Time Life has equipped every episode with an audio introduction by producer Garry Marshall. The guy may be getting up there in terms of age, but he's not yet lost his wit. These introductions are informative and entertaining to hear before going into any episode. He also does commentaries on selected shows with co-producer Jerry Belson, who's just as lively and fun as Marshall. Performers Jack Klugman and Carole Shelly also do commentaries. The wealth of information provided between his introductions and the commentaries could fill an entire first season episode guide.

On disc one, we're treated to a six minute appearance by Tony Randall on 'The Mike Douglas Show' dated 9th September 1970, just before The Odd Couple was broadcast. Randall talks about his expectations for the series and expresses his anxiousness to see how it rates with the public—a fascinating supplement. Also included is a one-minute commercial from ABC showing clips presumably from the pilot (not included here) to promote the series. Disc Two takes us back to 'The Mike Douglas Show' from 19th November 1970 with Randall and Klugman appearing. It also features another series promo spot.

The third disc is home to six minutes’ worth of home video footage from Jack Klugman's tour promoting his seemingly insightful 'Tony and Me' book. He reminisces before several audiences and takes questions.

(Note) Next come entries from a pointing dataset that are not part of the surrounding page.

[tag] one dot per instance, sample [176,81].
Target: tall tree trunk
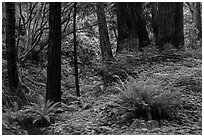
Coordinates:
[11,48]
[170,20]
[131,24]
[75,54]
[141,26]
[179,25]
[54,53]
[198,20]
[155,26]
[103,33]
[195,8]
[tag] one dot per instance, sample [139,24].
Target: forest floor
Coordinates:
[101,113]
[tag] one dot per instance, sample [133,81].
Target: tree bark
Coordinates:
[131,24]
[103,33]
[11,47]
[75,54]
[195,8]
[54,53]
[155,26]
[198,20]
[170,21]
[179,25]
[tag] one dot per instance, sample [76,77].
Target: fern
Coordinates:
[140,96]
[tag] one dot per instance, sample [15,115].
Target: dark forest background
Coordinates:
[101,68]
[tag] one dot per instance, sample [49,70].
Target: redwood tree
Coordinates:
[131,24]
[103,33]
[11,47]
[54,53]
[75,54]
[170,24]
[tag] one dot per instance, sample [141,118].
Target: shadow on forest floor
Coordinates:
[103,111]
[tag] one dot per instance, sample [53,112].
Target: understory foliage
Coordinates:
[144,101]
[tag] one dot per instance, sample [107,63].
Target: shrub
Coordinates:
[42,110]
[146,102]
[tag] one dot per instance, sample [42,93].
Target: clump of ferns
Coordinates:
[42,110]
[141,101]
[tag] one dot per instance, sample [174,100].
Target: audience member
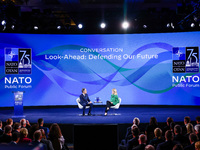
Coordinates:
[25,124]
[150,128]
[149,147]
[41,126]
[9,122]
[6,137]
[134,141]
[37,136]
[197,145]
[142,142]
[169,143]
[1,130]
[45,141]
[197,130]
[178,147]
[15,138]
[158,138]
[193,138]
[24,136]
[56,137]
[190,129]
[168,121]
[172,125]
[179,137]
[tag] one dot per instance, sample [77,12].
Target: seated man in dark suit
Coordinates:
[1,130]
[40,124]
[16,128]
[142,142]
[15,138]
[181,139]
[169,143]
[134,141]
[7,136]
[193,138]
[85,101]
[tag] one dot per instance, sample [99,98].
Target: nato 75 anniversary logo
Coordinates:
[18,61]
[185,59]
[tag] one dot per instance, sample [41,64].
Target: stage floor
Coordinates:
[124,115]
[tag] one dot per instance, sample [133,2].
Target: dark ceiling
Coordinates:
[156,15]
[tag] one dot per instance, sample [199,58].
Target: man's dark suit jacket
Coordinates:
[190,147]
[139,147]
[168,145]
[4,138]
[84,99]
[132,143]
[48,143]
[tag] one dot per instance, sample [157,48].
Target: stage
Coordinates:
[76,127]
[124,115]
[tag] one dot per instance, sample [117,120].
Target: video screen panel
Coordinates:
[146,69]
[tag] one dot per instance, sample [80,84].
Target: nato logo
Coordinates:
[18,61]
[185,59]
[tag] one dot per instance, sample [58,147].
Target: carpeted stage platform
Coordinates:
[72,115]
[78,130]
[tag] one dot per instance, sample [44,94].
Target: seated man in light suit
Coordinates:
[85,101]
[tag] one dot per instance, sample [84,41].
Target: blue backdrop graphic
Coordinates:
[141,71]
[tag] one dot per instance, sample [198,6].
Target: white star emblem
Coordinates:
[11,55]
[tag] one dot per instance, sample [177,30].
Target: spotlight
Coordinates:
[13,27]
[80,26]
[192,25]
[35,27]
[58,27]
[102,25]
[144,26]
[125,25]
[3,22]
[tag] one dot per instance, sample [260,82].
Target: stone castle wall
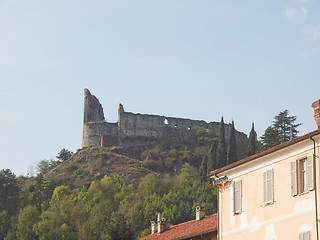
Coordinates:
[133,128]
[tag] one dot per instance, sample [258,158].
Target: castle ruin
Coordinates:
[136,128]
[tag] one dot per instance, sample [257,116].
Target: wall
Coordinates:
[133,128]
[286,217]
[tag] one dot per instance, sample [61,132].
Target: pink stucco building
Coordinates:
[272,195]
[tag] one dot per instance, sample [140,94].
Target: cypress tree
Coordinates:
[251,142]
[203,169]
[232,147]
[212,157]
[221,149]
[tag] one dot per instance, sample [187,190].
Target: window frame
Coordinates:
[237,197]
[302,175]
[268,187]
[304,235]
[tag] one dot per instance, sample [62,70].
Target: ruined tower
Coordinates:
[136,128]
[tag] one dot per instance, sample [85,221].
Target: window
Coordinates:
[237,197]
[302,175]
[304,236]
[268,187]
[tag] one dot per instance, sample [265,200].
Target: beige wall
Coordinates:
[209,236]
[285,217]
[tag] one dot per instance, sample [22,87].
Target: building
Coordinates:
[274,194]
[203,227]
[136,128]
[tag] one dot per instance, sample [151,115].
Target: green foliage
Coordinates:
[232,147]
[152,164]
[203,169]
[270,138]
[27,217]
[282,129]
[286,126]
[119,228]
[9,192]
[212,163]
[251,150]
[221,149]
[44,166]
[205,136]
[4,223]
[71,168]
[64,154]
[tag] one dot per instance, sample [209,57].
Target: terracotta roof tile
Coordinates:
[187,229]
[265,152]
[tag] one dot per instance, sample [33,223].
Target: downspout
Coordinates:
[203,237]
[315,185]
[218,212]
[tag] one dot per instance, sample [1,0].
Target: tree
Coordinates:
[251,142]
[283,129]
[9,192]
[221,149]
[119,228]
[27,217]
[203,169]
[64,154]
[285,125]
[4,224]
[232,147]
[270,138]
[212,157]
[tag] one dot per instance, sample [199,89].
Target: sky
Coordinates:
[241,60]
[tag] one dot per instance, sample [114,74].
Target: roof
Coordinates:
[187,229]
[266,152]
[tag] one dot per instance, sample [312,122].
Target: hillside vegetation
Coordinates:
[105,192]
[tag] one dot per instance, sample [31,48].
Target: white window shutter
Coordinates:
[237,196]
[310,184]
[270,186]
[304,236]
[294,180]
[265,187]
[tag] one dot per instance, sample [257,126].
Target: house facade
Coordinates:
[272,195]
[203,227]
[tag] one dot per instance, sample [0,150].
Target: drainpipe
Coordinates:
[219,217]
[203,237]
[315,184]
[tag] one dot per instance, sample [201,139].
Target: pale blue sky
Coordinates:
[243,60]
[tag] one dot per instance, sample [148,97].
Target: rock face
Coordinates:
[138,128]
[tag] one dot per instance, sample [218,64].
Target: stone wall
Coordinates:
[133,128]
[93,111]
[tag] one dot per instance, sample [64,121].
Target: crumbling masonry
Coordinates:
[138,128]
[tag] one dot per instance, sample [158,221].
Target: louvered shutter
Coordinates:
[268,186]
[237,196]
[310,172]
[294,180]
[265,187]
[304,236]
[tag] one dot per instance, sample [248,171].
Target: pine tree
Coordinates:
[212,157]
[221,149]
[232,147]
[203,169]
[270,138]
[282,129]
[285,126]
[251,142]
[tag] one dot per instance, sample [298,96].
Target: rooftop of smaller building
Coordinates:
[187,229]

The fourth disc features a far-too-short gag reel and a scene of Randall and Klugman performing the stage play in 1993. Rounding out the set is a clip of Jack Klugman accepting his 1971 Emmy for his work on the show, which can be viewed with or without commentary.

The Odd Couple: Season One
Overall
I wouldn't hesitate to call The Odd Couple a classic sitcom—nor would I hesitate to say this one of strongest first seasons I've ever seen for any series, sitcom or not. Time Life has packaged the show well and loaded it with a substantial offering of bonus features. As a casual fan, I'm more than satisfied with this set and without reservation, recommend it to all fans of classic television.